本申请涉及电子设备领域,并且更具体地,涉及一种图像传感器、3D摄像头、图像传感器的控制方法。
为拍摄3D图像,可以通过测量光自被摄物体到三维(three-dimension,3D)摄像头的直接飞行时间(direct time of flight,DToF),得到被摄物体的三维轮廓的信息。通过DToF获取3D图像的3D摄像头还可以被称为DToF摄像头。
用户通常希望获得较高分辨率的3D图像。一种可能的方式是缩小像素尺寸,以获取高分辨率的图像。缩小像素尺寸可能会导致DToF摄像头内感光传感器之间的间距被缩小,增大了感光传感器之间的光信号串扰。因此,增大由DToF摄像头拍摄到的3D图像的分辨率是相对困难的。
发明内容
本申请提供一种图像传感器、3D摄像头、图像传感器的控制方法,目的在于减小感光单元之间的光信号串扰。

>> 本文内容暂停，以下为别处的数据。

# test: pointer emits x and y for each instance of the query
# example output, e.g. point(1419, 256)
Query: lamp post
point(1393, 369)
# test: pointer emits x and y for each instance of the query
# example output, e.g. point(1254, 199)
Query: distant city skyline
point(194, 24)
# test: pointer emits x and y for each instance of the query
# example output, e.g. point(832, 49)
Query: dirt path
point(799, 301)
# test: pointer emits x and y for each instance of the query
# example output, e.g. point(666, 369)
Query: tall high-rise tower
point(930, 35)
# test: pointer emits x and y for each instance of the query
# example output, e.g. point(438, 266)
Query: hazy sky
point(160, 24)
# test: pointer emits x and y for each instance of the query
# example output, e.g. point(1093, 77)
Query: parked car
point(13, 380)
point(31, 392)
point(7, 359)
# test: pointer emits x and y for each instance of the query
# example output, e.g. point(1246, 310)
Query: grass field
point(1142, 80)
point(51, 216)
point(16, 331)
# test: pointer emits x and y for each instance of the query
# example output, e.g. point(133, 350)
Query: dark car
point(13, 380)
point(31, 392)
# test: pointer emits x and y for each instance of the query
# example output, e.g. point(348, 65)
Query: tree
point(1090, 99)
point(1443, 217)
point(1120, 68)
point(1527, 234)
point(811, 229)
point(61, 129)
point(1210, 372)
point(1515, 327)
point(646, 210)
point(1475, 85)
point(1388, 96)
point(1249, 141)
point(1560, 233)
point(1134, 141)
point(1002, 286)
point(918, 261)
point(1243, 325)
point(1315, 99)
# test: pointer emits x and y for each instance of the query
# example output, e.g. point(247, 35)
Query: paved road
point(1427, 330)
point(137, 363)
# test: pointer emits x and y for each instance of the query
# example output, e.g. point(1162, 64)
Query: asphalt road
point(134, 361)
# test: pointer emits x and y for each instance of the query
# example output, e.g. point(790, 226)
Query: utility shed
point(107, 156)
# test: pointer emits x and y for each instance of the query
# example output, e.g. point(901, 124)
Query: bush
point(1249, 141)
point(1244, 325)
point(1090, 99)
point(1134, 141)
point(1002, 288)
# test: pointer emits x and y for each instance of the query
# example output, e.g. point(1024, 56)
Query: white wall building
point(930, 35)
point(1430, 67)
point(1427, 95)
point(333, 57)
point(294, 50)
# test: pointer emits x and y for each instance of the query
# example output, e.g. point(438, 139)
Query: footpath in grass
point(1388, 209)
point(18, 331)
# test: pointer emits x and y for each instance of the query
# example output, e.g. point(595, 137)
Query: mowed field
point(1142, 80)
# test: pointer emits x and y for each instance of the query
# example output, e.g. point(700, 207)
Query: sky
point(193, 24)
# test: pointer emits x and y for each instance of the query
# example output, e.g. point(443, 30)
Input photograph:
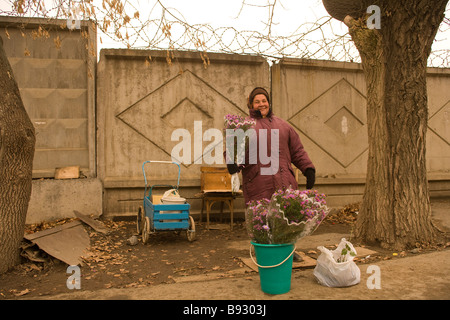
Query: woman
point(257, 185)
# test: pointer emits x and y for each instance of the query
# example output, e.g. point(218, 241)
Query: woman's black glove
point(233, 168)
point(310, 174)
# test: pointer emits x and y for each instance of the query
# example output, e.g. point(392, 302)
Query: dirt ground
point(112, 263)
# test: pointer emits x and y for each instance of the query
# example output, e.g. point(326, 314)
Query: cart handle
point(159, 161)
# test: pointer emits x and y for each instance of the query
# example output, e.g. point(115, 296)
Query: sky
point(291, 17)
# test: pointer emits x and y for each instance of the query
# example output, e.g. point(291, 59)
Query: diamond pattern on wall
point(336, 122)
point(177, 104)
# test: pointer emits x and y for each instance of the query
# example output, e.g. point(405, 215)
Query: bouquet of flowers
point(235, 151)
point(231, 124)
point(288, 216)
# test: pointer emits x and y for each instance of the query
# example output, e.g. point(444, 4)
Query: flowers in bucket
point(288, 216)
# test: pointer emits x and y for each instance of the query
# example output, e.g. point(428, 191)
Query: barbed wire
point(122, 22)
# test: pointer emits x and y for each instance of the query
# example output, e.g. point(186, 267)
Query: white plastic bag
point(235, 182)
point(336, 268)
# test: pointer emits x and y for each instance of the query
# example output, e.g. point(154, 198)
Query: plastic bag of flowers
point(336, 268)
point(288, 216)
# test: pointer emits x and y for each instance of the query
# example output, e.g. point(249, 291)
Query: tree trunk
point(17, 141)
point(396, 211)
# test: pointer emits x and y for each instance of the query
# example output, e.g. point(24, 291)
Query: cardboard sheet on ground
point(67, 242)
point(95, 224)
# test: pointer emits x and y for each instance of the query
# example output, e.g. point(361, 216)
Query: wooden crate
point(215, 179)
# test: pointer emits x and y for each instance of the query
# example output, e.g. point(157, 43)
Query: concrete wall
point(108, 118)
point(326, 102)
point(140, 104)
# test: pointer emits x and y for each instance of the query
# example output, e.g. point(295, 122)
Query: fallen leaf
point(22, 293)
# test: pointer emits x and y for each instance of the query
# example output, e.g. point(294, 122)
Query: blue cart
point(163, 217)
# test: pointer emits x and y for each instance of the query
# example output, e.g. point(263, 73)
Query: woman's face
point(260, 103)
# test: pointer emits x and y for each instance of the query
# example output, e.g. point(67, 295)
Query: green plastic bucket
point(274, 263)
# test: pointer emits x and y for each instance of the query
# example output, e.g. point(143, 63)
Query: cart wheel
point(140, 220)
point(191, 230)
point(146, 230)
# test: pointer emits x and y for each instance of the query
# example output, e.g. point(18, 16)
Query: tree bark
point(17, 142)
point(396, 211)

第一方面,提供了一种图像传感器,包括:多个感光单元,所述多个感光单元按照阵列的形式排布;感光驱动器,所述感光驱动器用于:从所述多个感光单元中确定多个第一类感光单元和/或多个第二类感光单元;控制所述第一类感光单元的负载电压为第一电压,控制所述第二类感光单元的负载电压为第二电压,所述第一电压高于所述感光单元的工作电压,所述第二电压低于所述感光单元的工作电压,所述第一类感光单元以及第二类感光单元满足以下任一项:在任一行上,任意两个相邻的第一类感光单元之间间隔有至少一个所述第二类感光单元,在任一列上,任意两个相邻的第一类感光单元之间间隔有至少一个所述第二类感光单元,以及在任一斜线上,任意两个相邻的第一类感光单元之间间隔有至少一个所述第二类感光单元。
“高于”可以指大于或等于。低于可以指“小于”。
可选的,图像传感器可以为3D镜头内的图像传感器。
可选的,图像传感器可以指用于检测(或捕获、接收)光的接收器。
在本申请中,通过减少来自相邻感光单元的光信号,有利于减小感光单元之间的光信号串扰。在此基础上,在光信号串扰程度基本不变的情况下,相邻感光单元之间的间距可 以被缩小,这有利于获得高分辨率图像。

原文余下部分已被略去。